Been a decade or so since I saw John Ford’s The Informer and though I remembered it was riveting and powerful, unrelentingly so, I’d forgotten what a kick to the solar plexus that ending is. Jesus. Audiences in 1935 must have sat in stunned silence afterward for several long seconds. Talkies were only a few years old and I doubt they’d ever experienced anything like that before. Nearly a century later it’s still so intense it’s uncomfortable to watch and as the credits roll you’re left staring at the screen for a few long seconds, not feeling good about yourself at all.

Recommended, obviously.

Wizard of Oz

Watching Wizard of Oz. This was a big national event when I was a kid, the one time all year you could see the Wizard of Oz and families would crowd around the TV to watch. CBS reaped incredibly high Neilsen ratings. It became one of my childhood memories. The Wizard of Oz was one of those rare things that stayed the same as we moved back and forth across the country, over and over. I’ve only seen it a couple times since then. The technicolor startles me everytime. When I watched it as a kid it was in black and white. We didn’t have a color set for years. My dad could keep any old TV running forever, so we had a black and white set long into the color era. Dorothy would open the door of the house and if she and Toto weren’t in Kansas anymore the hues gave no clue. My dad filled us in. The road was bright yellow he said. But I had no idea it was as bright as it looks now. Crazy yellow. Psychedelic yellow. And all those crazy midgets.

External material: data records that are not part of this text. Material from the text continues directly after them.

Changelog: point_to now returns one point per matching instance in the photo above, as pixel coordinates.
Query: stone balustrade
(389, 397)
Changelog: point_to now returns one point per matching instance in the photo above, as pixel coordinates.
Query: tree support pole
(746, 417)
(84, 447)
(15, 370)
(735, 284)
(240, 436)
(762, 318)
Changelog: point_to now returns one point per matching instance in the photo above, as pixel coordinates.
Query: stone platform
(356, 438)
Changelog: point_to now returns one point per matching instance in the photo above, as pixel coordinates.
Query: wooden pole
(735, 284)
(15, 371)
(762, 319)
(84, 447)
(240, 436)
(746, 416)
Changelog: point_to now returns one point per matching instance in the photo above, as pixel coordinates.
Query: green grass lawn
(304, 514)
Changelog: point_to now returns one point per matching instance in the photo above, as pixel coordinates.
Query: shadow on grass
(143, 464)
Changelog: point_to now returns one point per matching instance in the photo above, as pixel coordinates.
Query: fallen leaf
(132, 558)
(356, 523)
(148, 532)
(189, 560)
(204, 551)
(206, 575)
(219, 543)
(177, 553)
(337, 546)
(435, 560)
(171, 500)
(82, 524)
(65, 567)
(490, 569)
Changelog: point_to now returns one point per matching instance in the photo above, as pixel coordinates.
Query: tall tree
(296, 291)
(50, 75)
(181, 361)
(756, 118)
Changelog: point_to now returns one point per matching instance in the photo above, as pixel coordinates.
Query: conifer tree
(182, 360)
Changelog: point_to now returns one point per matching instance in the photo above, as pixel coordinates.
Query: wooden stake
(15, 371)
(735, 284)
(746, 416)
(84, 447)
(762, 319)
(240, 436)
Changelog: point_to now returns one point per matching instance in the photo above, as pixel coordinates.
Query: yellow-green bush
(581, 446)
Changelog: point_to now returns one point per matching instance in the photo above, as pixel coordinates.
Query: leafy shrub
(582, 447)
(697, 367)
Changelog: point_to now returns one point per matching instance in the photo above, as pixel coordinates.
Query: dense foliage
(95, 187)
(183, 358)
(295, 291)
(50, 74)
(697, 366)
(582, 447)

Shootout at the Fantasy Factory

Hearing this tune always reminds me of my pre-punk rock life. If you’re old enough you had a completely different existence before you first heard the Ramones or Sex Pistols. We liked lots of hippie music and had lots of hippie thoughts, though I can’t remember most of them. Anyway, I used to have this album. It was the Traffic album that had what, three songs? Maybe four or five, I can’t remember. Apparently all the touring and drugs was taking its toll on the songwriting. Sometimes I feel so uninspired, Stevie sang in his most mournful rock star voice, sometimes I feel like giving up. Subtle. And then there was Roll Right Stones, which I always assumed was another of those Winwood way cool English jazz hippieisms I never could figure out—the lyrics to Low Spark of High Heeled Boys on the previous record took me years of exegesis. Turns out the Roll Right Stones are actually a trio of megalithic monuments out in the English countryside dating back to the Neolithic. We didn’t have Wikipedia in the seventies, so I just figured it meant cool or groovy or keep on truckin or whatever. I wasn’t the brightest kid. Whatever the title means, Roll Right Stones does eventually cook, even wail a bit, but it felt like half a Dead show before you got there. The fucker takes up about half the record, not so much filling out side 1 as it did slowly ooze over it, filling in just enough grooves to please the record company. OK, maybe that was harsh. But it is a long stoned song. The title track was great, though, and kinda weird. It was the Traffic tune that people who loved Baby’s On Fire liked. You’d hear the tune a lot on FM for a while, though I haven’t heard it in years. Which is odd because I still listen to Traffic pretty regularly, and still love Steve Winwood’s voice, even if you can’t tell by the attitude above. I wrote most of this some time ago, I think during that nasty heat wave, hence the grumpiness. It happens.

Oh, Rebop Kwaku Baah. Almost as fun to write as it is to say. He cooks on the title cut. Rebop Kwaku Baah. That’s twice.